The Great Eagle said to them, “I will interpret all your memories. The one who remembered the cutting of the apple from the branch recalls the cutting of his umbilical cord right after he was born. The memory of when the light still burned is a memory from within the womb, for it is written in the Talmud that the unborn child still has the all- encompassing knowledge that was his when he was a disembodied spirit, and sees by the light of spiritual knowledge, which shines for it yet, like a lamp in the darkness of the its mother’s belly.

The memory of the fruit taking shape is the memory of the embryo forming. The planting of the seed is the ejaculation of the father’s sperm. The wise men who invented the seed are the erotic thoughts that were in the father’s mind.
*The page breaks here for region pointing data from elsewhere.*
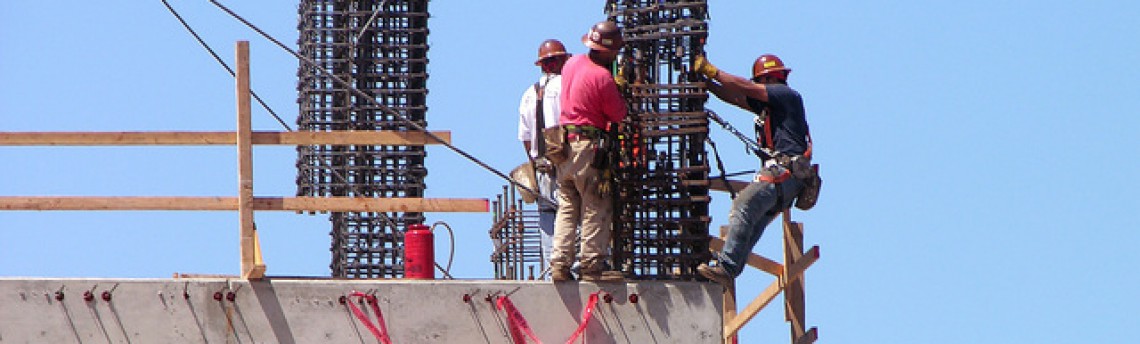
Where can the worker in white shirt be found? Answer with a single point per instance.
(543, 98)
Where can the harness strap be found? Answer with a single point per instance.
(381, 333)
(519, 326)
(586, 314)
(775, 179)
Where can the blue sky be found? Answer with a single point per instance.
(979, 157)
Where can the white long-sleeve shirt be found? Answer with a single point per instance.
(551, 109)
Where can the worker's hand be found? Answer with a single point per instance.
(701, 65)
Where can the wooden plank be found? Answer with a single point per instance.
(221, 138)
(808, 337)
(754, 260)
(795, 272)
(751, 310)
(794, 292)
(246, 234)
(328, 204)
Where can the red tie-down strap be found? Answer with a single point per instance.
(586, 314)
(381, 332)
(518, 324)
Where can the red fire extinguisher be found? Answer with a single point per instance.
(418, 253)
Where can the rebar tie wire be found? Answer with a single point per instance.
(373, 100)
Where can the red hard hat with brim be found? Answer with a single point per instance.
(603, 37)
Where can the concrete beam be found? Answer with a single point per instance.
(310, 311)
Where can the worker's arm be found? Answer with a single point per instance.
(727, 95)
(730, 88)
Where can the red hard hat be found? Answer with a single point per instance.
(550, 48)
(604, 37)
(767, 64)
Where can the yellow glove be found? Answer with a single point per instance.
(701, 65)
(623, 83)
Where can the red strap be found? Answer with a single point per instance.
(380, 333)
(586, 314)
(518, 324)
(776, 179)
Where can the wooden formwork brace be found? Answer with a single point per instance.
(252, 265)
(789, 281)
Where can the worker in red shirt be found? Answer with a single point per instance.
(591, 101)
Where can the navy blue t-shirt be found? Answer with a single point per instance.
(789, 124)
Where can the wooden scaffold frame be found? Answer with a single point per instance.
(252, 265)
(789, 281)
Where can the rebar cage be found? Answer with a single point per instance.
(661, 219)
(515, 237)
(380, 47)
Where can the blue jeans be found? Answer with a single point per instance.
(752, 210)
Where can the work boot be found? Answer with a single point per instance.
(561, 273)
(715, 273)
(603, 276)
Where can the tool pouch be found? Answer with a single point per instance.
(558, 149)
(602, 158)
(524, 174)
(808, 174)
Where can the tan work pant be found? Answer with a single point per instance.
(579, 205)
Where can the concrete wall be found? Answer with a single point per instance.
(310, 311)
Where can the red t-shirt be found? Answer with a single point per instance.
(589, 97)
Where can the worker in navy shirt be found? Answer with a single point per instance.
(783, 132)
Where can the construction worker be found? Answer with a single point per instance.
(783, 132)
(535, 116)
(591, 101)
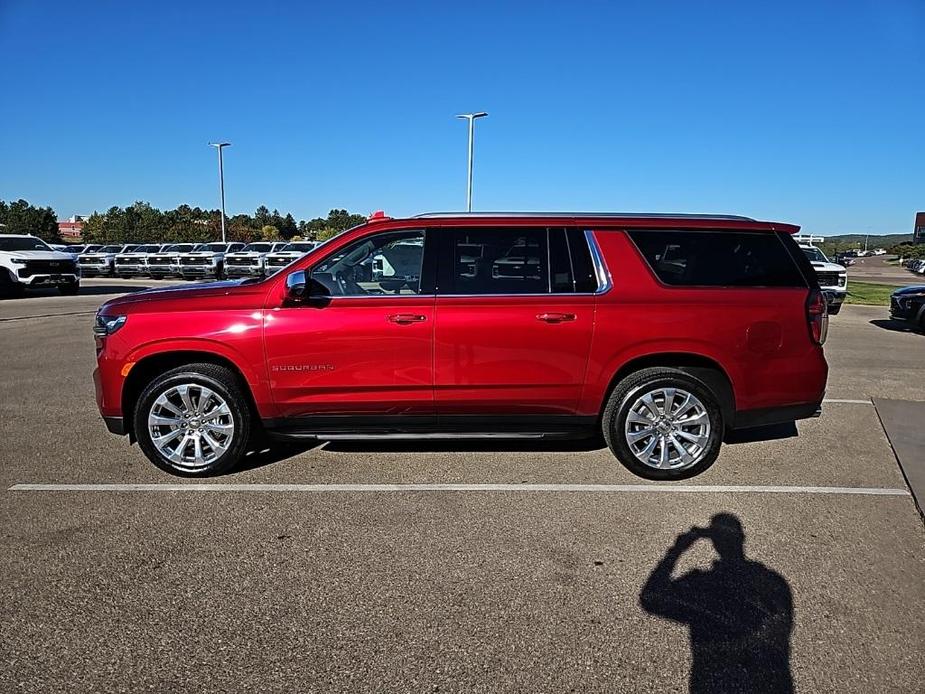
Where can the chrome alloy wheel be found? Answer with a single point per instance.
(191, 426)
(667, 429)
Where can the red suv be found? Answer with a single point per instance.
(664, 332)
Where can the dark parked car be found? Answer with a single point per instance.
(908, 304)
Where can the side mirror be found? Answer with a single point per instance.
(296, 287)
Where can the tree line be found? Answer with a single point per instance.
(143, 223)
(19, 217)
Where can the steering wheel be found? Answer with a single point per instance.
(346, 285)
(341, 279)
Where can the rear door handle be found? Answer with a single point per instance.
(406, 318)
(556, 317)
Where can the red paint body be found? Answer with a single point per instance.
(473, 355)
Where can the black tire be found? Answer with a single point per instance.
(638, 384)
(226, 384)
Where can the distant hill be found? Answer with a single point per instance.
(874, 241)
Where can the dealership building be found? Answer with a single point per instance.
(70, 229)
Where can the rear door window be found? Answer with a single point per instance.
(515, 261)
(718, 258)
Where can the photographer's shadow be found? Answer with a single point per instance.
(739, 612)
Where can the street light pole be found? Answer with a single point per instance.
(221, 179)
(471, 118)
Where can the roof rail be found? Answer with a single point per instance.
(604, 215)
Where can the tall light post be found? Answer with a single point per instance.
(221, 179)
(471, 118)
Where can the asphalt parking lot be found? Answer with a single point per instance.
(516, 579)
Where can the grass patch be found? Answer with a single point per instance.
(869, 294)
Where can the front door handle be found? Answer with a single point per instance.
(556, 317)
(406, 318)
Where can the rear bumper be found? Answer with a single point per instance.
(116, 425)
(766, 416)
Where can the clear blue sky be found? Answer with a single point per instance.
(810, 112)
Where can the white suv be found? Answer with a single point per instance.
(27, 261)
(833, 279)
(250, 262)
(207, 260)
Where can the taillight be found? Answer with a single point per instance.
(817, 315)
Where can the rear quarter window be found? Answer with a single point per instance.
(718, 258)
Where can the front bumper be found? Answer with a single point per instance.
(905, 310)
(244, 270)
(95, 270)
(199, 271)
(835, 297)
(50, 280)
(131, 269)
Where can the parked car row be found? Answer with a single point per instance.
(908, 304)
(833, 278)
(188, 260)
(916, 266)
(27, 261)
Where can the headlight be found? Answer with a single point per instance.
(107, 325)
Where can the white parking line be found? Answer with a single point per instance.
(349, 488)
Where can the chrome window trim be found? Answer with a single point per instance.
(604, 283)
(578, 215)
(601, 273)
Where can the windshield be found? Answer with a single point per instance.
(22, 243)
(815, 255)
(303, 246)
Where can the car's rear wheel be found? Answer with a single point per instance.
(193, 421)
(663, 424)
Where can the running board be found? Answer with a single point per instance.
(413, 437)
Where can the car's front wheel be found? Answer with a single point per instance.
(663, 424)
(193, 421)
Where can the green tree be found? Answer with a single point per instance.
(325, 234)
(262, 217)
(20, 217)
(269, 233)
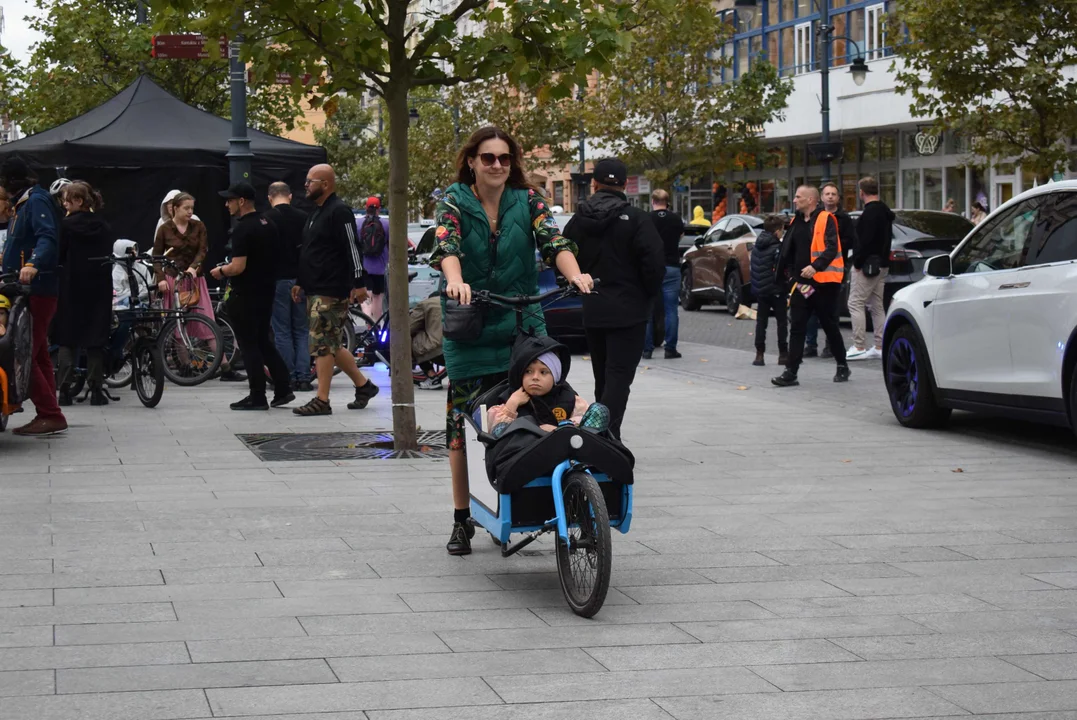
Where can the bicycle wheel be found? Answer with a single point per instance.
(191, 348)
(584, 563)
(148, 373)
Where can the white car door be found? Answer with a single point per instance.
(1045, 306)
(970, 348)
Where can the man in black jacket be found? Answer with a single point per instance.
(289, 319)
(670, 228)
(331, 273)
(870, 268)
(812, 266)
(847, 233)
(619, 245)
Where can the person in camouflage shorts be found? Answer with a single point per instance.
(326, 318)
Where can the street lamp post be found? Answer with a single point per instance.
(824, 151)
(413, 114)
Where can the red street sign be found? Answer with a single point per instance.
(281, 79)
(185, 47)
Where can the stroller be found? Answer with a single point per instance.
(16, 346)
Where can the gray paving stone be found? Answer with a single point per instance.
(1001, 620)
(967, 645)
(1012, 697)
(652, 613)
(829, 704)
(161, 705)
(195, 610)
(719, 654)
(637, 709)
(50, 580)
(732, 591)
(162, 632)
(27, 682)
(194, 676)
(86, 613)
(1050, 667)
(26, 636)
(345, 646)
(627, 685)
(475, 640)
(404, 622)
(892, 674)
(396, 694)
(822, 607)
(466, 664)
(25, 597)
(801, 627)
(167, 593)
(107, 655)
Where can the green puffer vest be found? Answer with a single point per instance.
(507, 269)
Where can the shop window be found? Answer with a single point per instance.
(788, 64)
(887, 187)
(910, 189)
(955, 189)
(870, 149)
(803, 47)
(887, 146)
(933, 188)
(876, 40)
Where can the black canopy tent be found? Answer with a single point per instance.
(144, 142)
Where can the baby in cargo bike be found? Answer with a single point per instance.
(553, 466)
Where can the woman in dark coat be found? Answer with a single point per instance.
(84, 315)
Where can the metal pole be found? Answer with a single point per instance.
(825, 30)
(239, 145)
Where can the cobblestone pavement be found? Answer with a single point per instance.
(795, 555)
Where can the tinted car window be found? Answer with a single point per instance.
(1003, 243)
(1057, 233)
(938, 225)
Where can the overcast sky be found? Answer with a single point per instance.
(17, 36)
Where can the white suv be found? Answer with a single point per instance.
(991, 326)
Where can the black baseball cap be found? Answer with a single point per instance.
(611, 171)
(240, 189)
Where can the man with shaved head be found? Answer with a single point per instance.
(811, 264)
(331, 274)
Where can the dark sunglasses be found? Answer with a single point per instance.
(504, 160)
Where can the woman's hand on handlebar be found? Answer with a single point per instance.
(583, 282)
(459, 292)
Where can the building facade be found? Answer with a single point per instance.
(915, 167)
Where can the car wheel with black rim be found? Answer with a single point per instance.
(688, 301)
(909, 382)
(735, 291)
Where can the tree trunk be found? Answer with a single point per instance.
(400, 336)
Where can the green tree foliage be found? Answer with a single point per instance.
(995, 70)
(663, 108)
(389, 47)
(93, 50)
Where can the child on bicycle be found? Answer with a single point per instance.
(537, 390)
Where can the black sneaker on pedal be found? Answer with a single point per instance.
(460, 540)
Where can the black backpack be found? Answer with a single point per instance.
(372, 237)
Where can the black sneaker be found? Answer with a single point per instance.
(250, 404)
(363, 395)
(281, 398)
(460, 540)
(787, 379)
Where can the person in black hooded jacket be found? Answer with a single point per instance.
(619, 245)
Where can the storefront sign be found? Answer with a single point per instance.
(927, 143)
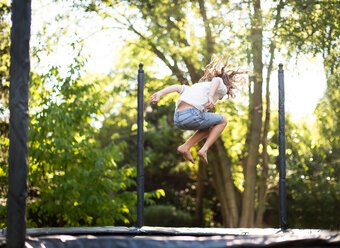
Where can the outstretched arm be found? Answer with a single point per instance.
(173, 88)
(213, 88)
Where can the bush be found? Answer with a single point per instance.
(166, 215)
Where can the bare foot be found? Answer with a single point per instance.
(186, 153)
(203, 155)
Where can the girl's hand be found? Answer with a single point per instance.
(210, 104)
(155, 97)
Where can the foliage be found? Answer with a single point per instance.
(72, 181)
(4, 93)
(167, 215)
(81, 174)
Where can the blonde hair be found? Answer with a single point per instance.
(230, 77)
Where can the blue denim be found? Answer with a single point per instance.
(193, 119)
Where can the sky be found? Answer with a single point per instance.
(305, 81)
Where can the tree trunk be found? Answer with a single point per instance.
(221, 167)
(248, 198)
(265, 156)
(199, 194)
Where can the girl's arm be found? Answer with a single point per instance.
(213, 88)
(173, 88)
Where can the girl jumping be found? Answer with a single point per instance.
(194, 102)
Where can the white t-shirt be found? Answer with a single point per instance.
(197, 94)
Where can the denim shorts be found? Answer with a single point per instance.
(193, 119)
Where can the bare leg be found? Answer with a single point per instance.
(194, 139)
(214, 133)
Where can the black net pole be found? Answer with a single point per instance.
(282, 152)
(140, 149)
(18, 131)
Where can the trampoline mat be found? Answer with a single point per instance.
(149, 237)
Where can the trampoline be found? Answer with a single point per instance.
(149, 237)
(16, 234)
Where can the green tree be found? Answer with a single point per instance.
(167, 29)
(72, 181)
(4, 93)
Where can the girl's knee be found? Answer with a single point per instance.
(224, 120)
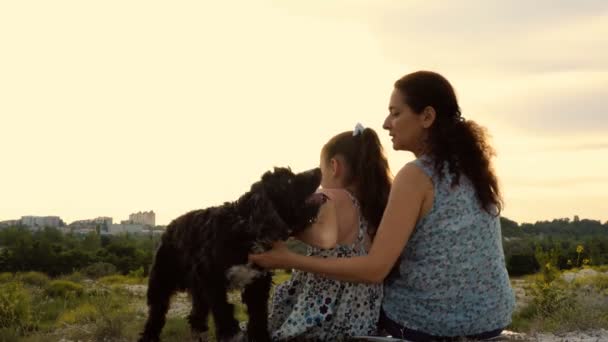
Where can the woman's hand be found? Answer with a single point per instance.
(278, 257)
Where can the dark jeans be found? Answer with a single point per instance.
(390, 327)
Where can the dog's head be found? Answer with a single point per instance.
(287, 201)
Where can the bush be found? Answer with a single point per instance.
(64, 288)
(99, 269)
(138, 273)
(15, 307)
(76, 277)
(33, 278)
(119, 279)
(5, 277)
(82, 314)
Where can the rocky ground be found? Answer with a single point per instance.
(180, 307)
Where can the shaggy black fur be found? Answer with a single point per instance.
(200, 247)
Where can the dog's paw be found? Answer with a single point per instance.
(240, 275)
(239, 337)
(200, 336)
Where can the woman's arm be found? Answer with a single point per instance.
(323, 233)
(405, 201)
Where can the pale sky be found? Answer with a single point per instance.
(113, 107)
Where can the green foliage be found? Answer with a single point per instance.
(119, 279)
(15, 307)
(33, 278)
(578, 243)
(138, 273)
(64, 288)
(55, 253)
(99, 269)
(5, 277)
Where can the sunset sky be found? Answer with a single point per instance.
(113, 107)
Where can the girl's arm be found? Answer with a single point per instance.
(400, 216)
(323, 233)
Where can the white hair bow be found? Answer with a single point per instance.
(358, 129)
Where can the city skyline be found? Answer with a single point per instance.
(131, 104)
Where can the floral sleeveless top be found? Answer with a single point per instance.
(452, 278)
(309, 307)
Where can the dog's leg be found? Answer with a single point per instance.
(199, 314)
(161, 285)
(256, 297)
(226, 327)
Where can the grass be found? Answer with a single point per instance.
(558, 306)
(83, 309)
(78, 308)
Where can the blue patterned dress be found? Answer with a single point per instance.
(452, 278)
(309, 307)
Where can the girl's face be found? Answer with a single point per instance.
(406, 128)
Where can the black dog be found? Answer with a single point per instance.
(205, 253)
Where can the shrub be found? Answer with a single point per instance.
(33, 278)
(64, 288)
(5, 277)
(99, 269)
(76, 277)
(15, 307)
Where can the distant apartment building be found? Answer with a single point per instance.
(37, 222)
(10, 223)
(125, 228)
(84, 226)
(145, 218)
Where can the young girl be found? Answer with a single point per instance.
(441, 226)
(356, 181)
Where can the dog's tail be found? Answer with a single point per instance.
(163, 282)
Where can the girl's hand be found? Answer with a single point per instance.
(278, 257)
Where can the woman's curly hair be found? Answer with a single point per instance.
(463, 144)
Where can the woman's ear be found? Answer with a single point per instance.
(336, 167)
(428, 116)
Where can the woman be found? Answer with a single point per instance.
(440, 228)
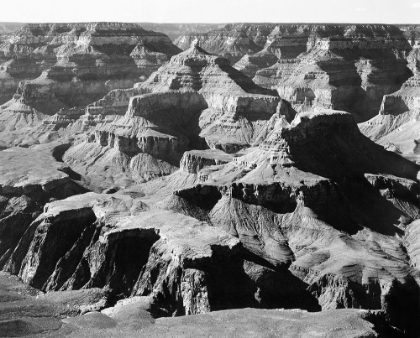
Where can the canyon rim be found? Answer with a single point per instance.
(250, 177)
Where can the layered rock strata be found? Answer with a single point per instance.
(59, 66)
(295, 209)
(195, 101)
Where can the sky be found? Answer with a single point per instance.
(212, 11)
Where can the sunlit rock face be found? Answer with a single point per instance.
(346, 67)
(199, 190)
(195, 101)
(396, 125)
(55, 67)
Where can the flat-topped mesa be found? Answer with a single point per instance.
(148, 104)
(194, 160)
(73, 65)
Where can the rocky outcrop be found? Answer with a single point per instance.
(29, 179)
(208, 104)
(290, 208)
(67, 65)
(175, 30)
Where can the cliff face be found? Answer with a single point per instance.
(195, 101)
(202, 181)
(348, 67)
(291, 206)
(175, 30)
(59, 66)
(396, 125)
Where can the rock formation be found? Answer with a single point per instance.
(198, 190)
(195, 101)
(396, 125)
(67, 65)
(175, 30)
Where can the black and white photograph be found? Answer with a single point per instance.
(210, 169)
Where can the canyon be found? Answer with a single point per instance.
(261, 179)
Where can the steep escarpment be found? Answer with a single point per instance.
(196, 101)
(65, 65)
(396, 125)
(294, 208)
(175, 30)
(347, 67)
(29, 179)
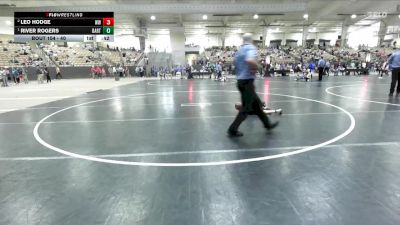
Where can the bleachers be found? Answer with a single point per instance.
(70, 56)
(14, 54)
(131, 57)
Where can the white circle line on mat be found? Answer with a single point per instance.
(328, 90)
(192, 164)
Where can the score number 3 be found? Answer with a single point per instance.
(108, 21)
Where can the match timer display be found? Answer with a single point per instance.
(64, 26)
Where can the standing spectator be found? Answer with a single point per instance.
(3, 76)
(93, 72)
(39, 75)
(394, 66)
(25, 75)
(321, 67)
(114, 71)
(219, 70)
(327, 68)
(15, 75)
(58, 73)
(137, 70)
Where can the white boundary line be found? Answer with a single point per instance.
(202, 152)
(33, 98)
(183, 118)
(179, 85)
(119, 162)
(328, 90)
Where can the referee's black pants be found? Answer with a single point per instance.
(251, 105)
(320, 72)
(395, 79)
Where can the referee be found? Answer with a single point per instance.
(246, 67)
(394, 65)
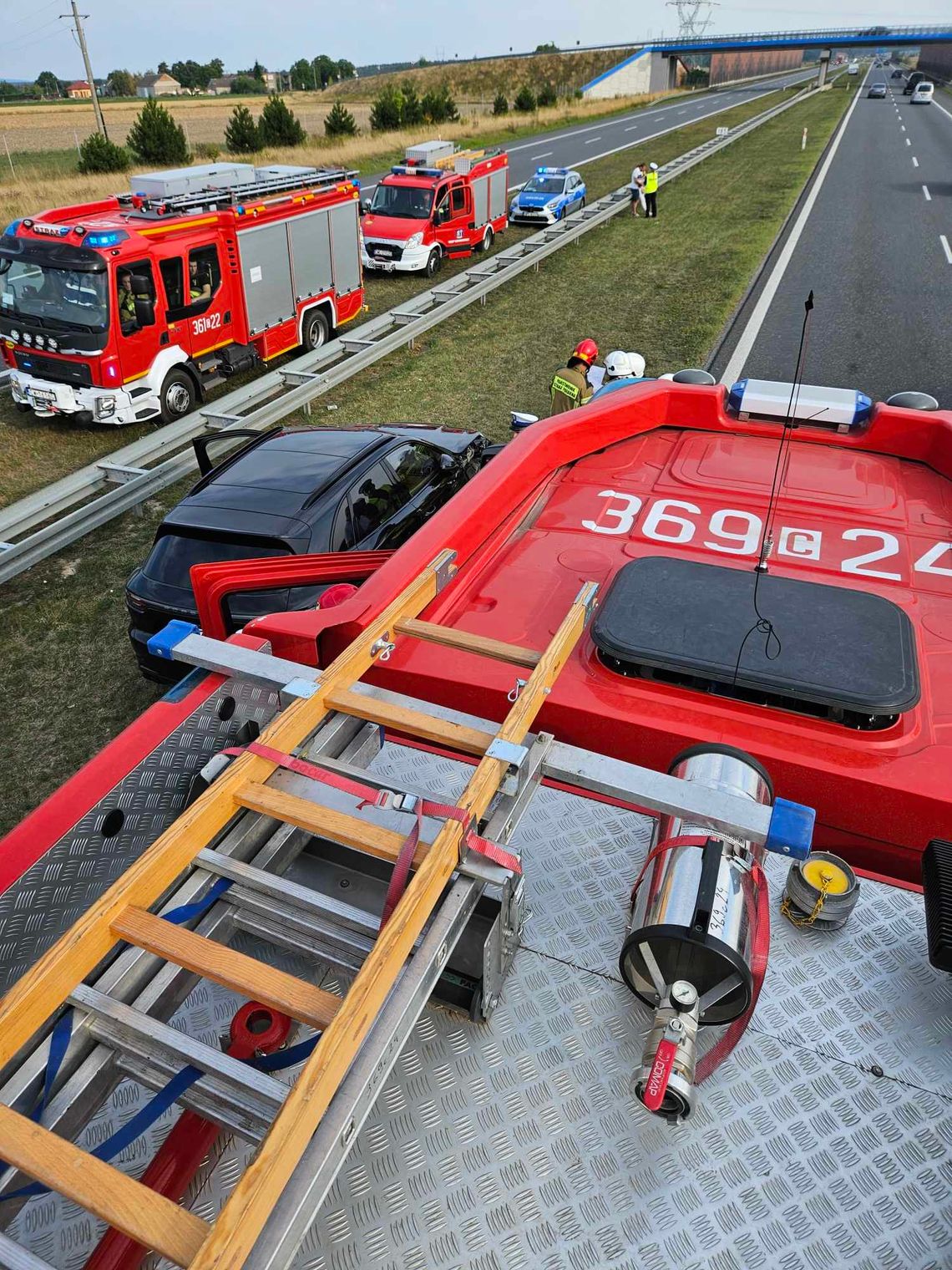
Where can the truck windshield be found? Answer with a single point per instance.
(544, 185)
(404, 201)
(53, 297)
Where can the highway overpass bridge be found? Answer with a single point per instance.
(654, 66)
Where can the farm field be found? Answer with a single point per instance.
(664, 290)
(43, 450)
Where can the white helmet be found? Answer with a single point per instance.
(619, 366)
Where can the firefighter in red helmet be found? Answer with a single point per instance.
(570, 386)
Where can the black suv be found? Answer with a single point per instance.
(290, 493)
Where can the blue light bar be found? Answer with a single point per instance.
(105, 239)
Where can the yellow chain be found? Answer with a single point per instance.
(787, 910)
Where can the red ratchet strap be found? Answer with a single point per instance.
(371, 796)
(759, 917)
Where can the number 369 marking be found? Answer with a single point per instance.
(735, 532)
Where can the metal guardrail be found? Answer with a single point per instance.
(63, 512)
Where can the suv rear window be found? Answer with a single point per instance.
(175, 554)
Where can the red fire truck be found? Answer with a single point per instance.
(126, 309)
(439, 203)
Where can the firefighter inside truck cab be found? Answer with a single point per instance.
(200, 280)
(127, 302)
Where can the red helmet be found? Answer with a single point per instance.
(587, 352)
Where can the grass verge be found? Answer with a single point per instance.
(39, 451)
(664, 288)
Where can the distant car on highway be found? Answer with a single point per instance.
(549, 195)
(287, 493)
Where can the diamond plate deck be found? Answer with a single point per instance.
(517, 1145)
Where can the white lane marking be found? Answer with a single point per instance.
(661, 109)
(757, 319)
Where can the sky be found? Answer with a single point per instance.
(136, 36)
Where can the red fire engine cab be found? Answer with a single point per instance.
(439, 203)
(126, 309)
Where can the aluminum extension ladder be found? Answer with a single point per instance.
(195, 850)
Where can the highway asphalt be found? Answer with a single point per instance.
(585, 143)
(876, 251)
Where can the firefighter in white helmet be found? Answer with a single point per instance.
(621, 370)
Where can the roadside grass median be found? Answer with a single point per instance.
(664, 288)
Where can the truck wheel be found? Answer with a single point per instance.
(434, 262)
(178, 395)
(315, 330)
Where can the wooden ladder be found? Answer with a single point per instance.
(122, 915)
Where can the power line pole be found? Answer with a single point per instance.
(78, 23)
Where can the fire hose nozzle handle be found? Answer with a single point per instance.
(791, 831)
(661, 1067)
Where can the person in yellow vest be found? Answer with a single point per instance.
(570, 385)
(651, 190)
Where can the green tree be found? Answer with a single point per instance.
(97, 154)
(304, 74)
(412, 107)
(246, 85)
(48, 84)
(439, 107)
(156, 137)
(121, 84)
(327, 70)
(524, 100)
(386, 112)
(241, 135)
(341, 122)
(278, 124)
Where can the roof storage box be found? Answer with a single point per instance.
(190, 180)
(838, 653)
(429, 153)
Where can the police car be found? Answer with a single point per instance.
(549, 195)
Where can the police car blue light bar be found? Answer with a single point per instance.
(843, 409)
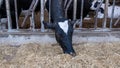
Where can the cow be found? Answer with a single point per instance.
(62, 26)
(109, 13)
(21, 5)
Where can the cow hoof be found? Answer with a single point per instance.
(72, 54)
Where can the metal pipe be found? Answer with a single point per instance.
(105, 14)
(66, 8)
(16, 14)
(117, 21)
(74, 9)
(96, 19)
(112, 14)
(8, 14)
(42, 15)
(81, 15)
(49, 11)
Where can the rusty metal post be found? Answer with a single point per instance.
(112, 14)
(16, 14)
(67, 6)
(96, 19)
(49, 11)
(8, 14)
(105, 14)
(81, 15)
(42, 15)
(117, 21)
(74, 9)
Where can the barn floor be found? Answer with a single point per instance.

The taste, smell and appearance of the fruit are three aspects of the soul that entered into the embryo, in order of exaltedness. And the child who remembers nothing at all remembers what came before the soul had independent existence, separate from the mind of God.”

Then the Great Eagle said, “Return to your ships, which are in fact your bodies which were broken. They have been rebuilt. This is the Day of Resurrection, return to physical existence and be blessed.”

Then the Great Eagle said to me (that is, to the blind beggar who tells this tale), “You come with me, because you’re like me, very old and yet very young, you haven’t started to live and you are already ancient.”

And that’s my affidavit from the Great Eagle, and I’m authorized to make you this wedding present, a gift with no strings, yours forever, you will live to be as old as me. Everyone rejoiced and was truly happy.